Le 16 juin 1863, à la bataille de Harrisburg de la guerre
de Sécession, Gottschalk constate, horrifié, que
l'armée nordiste se sert de pianos Chickering pour former
des barricades contre les assauts des opposants sudistes!
Réginald Hamel
a adopté une approche chronologique quasi maniaque dans
la rédaction de ce livre. Il a dépouillé
des liasses d'archives et de journaux. Armé de son appareil
photo, il a refait les déplacements de Gottschalk, prenant
des clichés dont plusieurs sont publiés dans le
livre, visitant les lieux de concert, jouant même sur les
pianos.
La charpente de la biographie consiste en un tableau exhaustif
des déplacements de Gottschalk, incluant les dates, endroits
et salles où il a joué, ainsi que des remarques
générales. Ce tableau se trouve en appendice de
l'ouvrage.
Au-delà de cette approche chronologique très fouillée,
M. Hamel fait une description détaillée des milieux
fréquentés par Gottschalk et est généreux
en détails historiques, question d'aider le lecteur à
bien se situer dans le contexte de l'époque. Le titre de
l'ouvrage, Gottschalk et son temps, est tout à fait
justifié.
La rencontre de M. Hamel et de Gottschalk mérite un mot.
Dans l'introduction, le professeur explique que, durant les années
1970, alors qu'il enseignait à Londres, il passait ses
nuits au British Museum, où il dépouillait les archives
de lord Gosford. Une nuit, fatigué, il se trompa de cote
et se retrouva avec des partitions du musicien sur sa table de
travail.
«Comme j'ai l'oreille absolu, j'entends de la musique lorsque
je la lis.
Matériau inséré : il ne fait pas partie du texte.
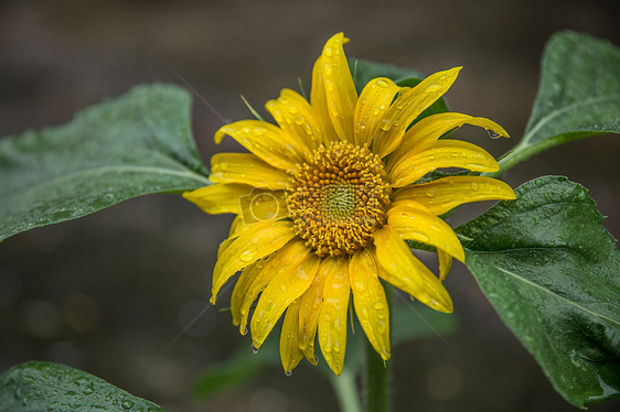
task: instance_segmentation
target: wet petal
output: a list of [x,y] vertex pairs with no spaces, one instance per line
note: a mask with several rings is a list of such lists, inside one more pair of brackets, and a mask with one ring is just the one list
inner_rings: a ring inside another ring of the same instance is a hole
[[323,305],[319,315],[319,344],[331,370],[342,373],[346,347],[346,311],[349,310],[349,258],[335,258],[336,268],[328,273]]
[[237,271],[263,259],[285,246],[295,237],[290,221],[261,221],[248,226],[223,252],[213,270],[211,302]]
[[323,142],[314,110],[297,91],[284,89],[277,100],[267,101],[265,107],[285,132],[303,141],[308,148],[316,150]]
[[286,188],[288,174],[252,153],[217,153],[211,158],[211,175],[215,183],[242,183],[270,189]]
[[[278,268],[278,273],[258,300],[250,326],[252,339],[257,348],[263,345],[287,306],[301,296],[314,281],[321,258],[308,247],[297,253],[297,257],[295,263]],[[267,267],[264,270],[267,270]]]
[[338,134],[333,128],[333,123],[328,109],[328,97],[325,95],[325,86],[323,78],[323,57],[319,56],[312,69],[312,90],[310,93],[310,104],[314,113],[319,118],[321,126],[321,134],[323,144],[329,147],[330,142],[338,141]]
[[402,200],[387,210],[387,224],[403,239],[419,241],[441,249],[464,262],[464,251],[452,228],[420,204]]
[[438,140],[449,131],[455,131],[463,124],[472,124],[493,130],[495,133],[509,137],[509,133],[498,123],[481,117],[471,117],[462,113],[438,113],[426,117],[411,126],[403,138],[403,143],[392,153],[386,170],[391,171],[394,164],[403,158],[413,155],[411,151],[420,145]]
[[342,33],[333,35],[325,43],[321,59],[327,107],[333,128],[340,140],[352,142],[357,91],[342,47],[348,41]]
[[355,107],[354,144],[371,145],[385,111],[400,88],[387,77],[368,82],[362,90]]
[[290,372],[299,365],[303,353],[299,349],[299,299],[292,302],[285,315],[280,333],[280,358],[285,373]]
[[[231,296],[231,313],[233,315],[233,325],[239,326],[242,323],[242,304],[247,295],[249,286],[256,279],[256,275],[263,270],[267,260],[259,260],[248,265],[237,279],[233,295]],[[242,335],[246,334],[245,325]]]
[[242,120],[223,126],[215,133],[215,143],[229,135],[244,148],[274,167],[292,170],[311,155],[310,149],[297,137],[259,120]]
[[439,140],[400,160],[388,174],[394,187],[417,182],[429,172],[442,167],[461,167],[472,172],[496,172],[500,164],[480,147],[460,140]]
[[394,202],[414,200],[434,215],[442,215],[466,203],[514,198],[514,191],[504,182],[480,176],[443,177],[403,187],[394,194]]
[[183,193],[183,197],[210,215],[242,213],[239,197],[249,196],[252,186],[229,183],[215,184]]
[[384,360],[389,359],[389,307],[377,277],[375,259],[367,249],[353,254],[349,279],[357,319],[373,348]]
[[411,253],[394,229],[384,226],[375,231],[374,240],[378,274],[382,279],[436,311],[452,312],[452,300],[446,288]]
[[398,97],[382,119],[378,133],[373,143],[373,152],[384,158],[392,153],[400,142],[405,131],[426,108],[437,101],[459,74],[461,67],[438,72],[421,80],[416,87]]
[[314,359],[314,338],[319,326],[319,314],[323,303],[323,288],[328,274],[338,269],[336,259],[321,259],[319,271],[314,277],[314,282],[300,297],[299,306],[299,348],[306,358],[316,365]]

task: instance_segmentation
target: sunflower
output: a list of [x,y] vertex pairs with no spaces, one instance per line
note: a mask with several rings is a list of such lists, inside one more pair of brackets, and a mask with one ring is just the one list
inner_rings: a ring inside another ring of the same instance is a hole
[[[375,78],[357,96],[346,41],[339,33],[324,45],[310,101],[284,89],[267,102],[278,126],[242,120],[222,127],[216,143],[229,135],[252,153],[214,155],[214,184],[184,194],[205,213],[237,215],[217,252],[211,301],[240,272],[231,301],[233,323],[245,335],[258,300],[249,325],[254,350],[286,312],[280,335],[286,372],[303,357],[317,364],[317,335],[330,368],[342,372],[350,299],[368,341],[389,359],[382,280],[451,313],[443,280],[452,259],[464,261],[464,252],[438,216],[464,203],[515,198],[506,184],[471,174],[419,183],[437,169],[499,170],[481,148],[440,139],[463,124],[507,137],[495,122],[453,112],[415,122],[448,90],[460,67],[414,88]],[[437,250],[439,275],[405,240]]]

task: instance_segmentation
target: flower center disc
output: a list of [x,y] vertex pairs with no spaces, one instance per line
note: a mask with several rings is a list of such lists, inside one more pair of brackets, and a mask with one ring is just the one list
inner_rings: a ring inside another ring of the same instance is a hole
[[365,147],[321,145],[291,175],[289,216],[318,256],[352,254],[385,224],[391,188],[383,163]]

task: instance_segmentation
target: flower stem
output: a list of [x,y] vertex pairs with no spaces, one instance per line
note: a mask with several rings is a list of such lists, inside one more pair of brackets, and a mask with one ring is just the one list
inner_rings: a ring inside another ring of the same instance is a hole
[[355,372],[344,368],[339,377],[333,373],[328,376],[340,404],[340,410],[342,412],[362,412],[357,388],[355,388]]
[[[385,286],[385,285],[384,285]],[[392,288],[386,286],[387,305],[392,307]],[[392,329],[392,328],[391,328]],[[388,412],[391,400],[389,364],[384,361],[370,341],[365,343],[364,386],[366,412]]]

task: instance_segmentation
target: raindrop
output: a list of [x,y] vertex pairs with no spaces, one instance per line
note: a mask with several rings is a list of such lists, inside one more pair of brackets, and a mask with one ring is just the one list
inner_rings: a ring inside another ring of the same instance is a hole
[[263,135],[267,133],[267,129],[265,128],[254,128],[254,130],[252,131],[254,133],[254,135]]
[[256,256],[256,251],[254,250],[245,250],[242,256],[239,257],[239,259],[244,262],[250,262],[254,257]]
[[494,130],[491,130],[491,129],[487,129],[487,133],[489,133],[489,137],[491,139],[499,139],[499,138],[502,137],[500,133],[498,133],[498,132],[495,132]]

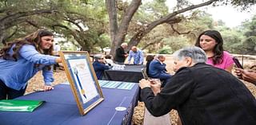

Ça m'a tout de suite rappelé ma jeunesse,
quand ma mère jouait des pièces de Gottschalk»,
évoque-t-il.
La rédaction de cette biographie se place parfaitement
dans le sillon des recherches menées par Réginald
Hamel au cours de sa carrière, notamment sur Alexandre
Dumas et le 19e siècle.
Les notes de Frégault
Historien aussi connu
et respecté de ses pairs que Maurice Séguin et Michel
Brunet, Guy Frégault fut un des premiers laïcs à
enseigner l'histoire et la littérature à l'Université
de Montréal dans les années 1950. Par la suite,
il poursuivit sa carrière à l'Université
d'Ottawa et au ministère des Affaires culturelles du Québec.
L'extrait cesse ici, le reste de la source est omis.